A presentation by the developer credited with building the first web browser highlights this year’s poweredUP, Tampa Bay Tech’s technology festival.
Spence Murray, whose work as the lead developer at Netscape in the 1990s is chronicled in the National Geographic series Valley of the Boom, is among the speakers scheduled for poweredUP, the afternoon of May 23 in St. Petersburg.
The annual event also will spotlight the results of a Tampa Bay Tech survey assessing the area’s technology community, as well as the first-ever award from the St. Pete Catalyst.
Murray, now “instigator” at Salesforce, is a headliner for the event, as is Otto Berkes, co-founder of X-Box, who is making an encore appearance after speaking last year at poweredUP. Also on stage will be local tech executives who will talk about how they’ve led their companies to success. Some of the local speakers include Stu Sjouwerman, CEO of KnowBe4; Marcin Kleczynski, CEO of Malwarebytes; and chief information officers from Jabil, Moffitt, Nielsen and Tech Data.
“PoweredUP to us is an opportunity to tell the stories of people who are making an impact in technology and also delivering to our attendees really executable thinking and ideas to take back to their teams,” said Jill St. Thomas, CRO and executive director at Tampa Bay Tech, Florida’s largest technology council. “We know it’s a lot to ask to take an afternoon away from your from office, so we want to make sure that everyone who comes out leaves feeling inspired or challenged, some nugget of wisdom will stay with them and maybe push them to go in a direction they hadn’t thought of before.”
This year’s poweredUP will be at two neighboring venues. Most of the events will be at the Mahaffey Theater, with some breakout sessions in two community rooms at the Dali Museum, where participants will have a chance for more questions and answers with presenters.
There are tracks for everyone, from students to seasoned executives, St. Thomas said.
“It is built for anyone who is passionate about technology, no matter where you are in your career,” she said. “We realize the audience is built up of technologists so all of the speakers can dive as deep as they want in terms of talking about technology. Compared to some other events, it gives those folks an opportunity to get professional development in a community environment.”
David Brown, CEO of Hays US, will present the results of a survey that Tampa Bay Tech has been conducting, assessing the area’s “net promoter score,” which measures the loyalty between a provider and consumers.
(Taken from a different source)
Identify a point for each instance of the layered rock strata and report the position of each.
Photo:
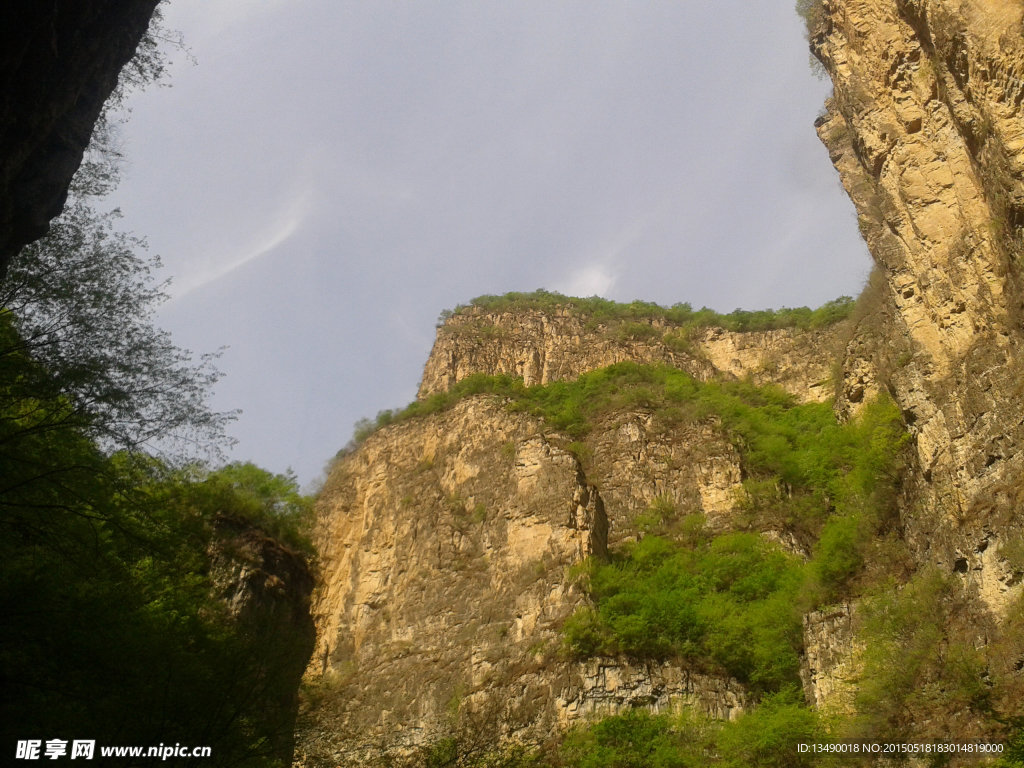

“Those results will be very interesting and probably not too surprising for those of us here, and most certainly will give us a great benchmark for how we are doing well as a community in terms of our technologists and also where we can go, how we can be better,” St. Thomas said.
Tampa Bay Tech was the St. Pete Catalyst’s first partner, so it’s appropriate the publication’s first award be with the organization, said Joe Hamilton, publisher.
PoweredUp is free to employees who work at companies that are Tampa Bay Tech members, as well as students at most of the local universities that are affiliate members. It costs $125 for non-members to attend.
Last year’s event attracted 1,200 attendees, and St. Thomas expects 2,000 people this year.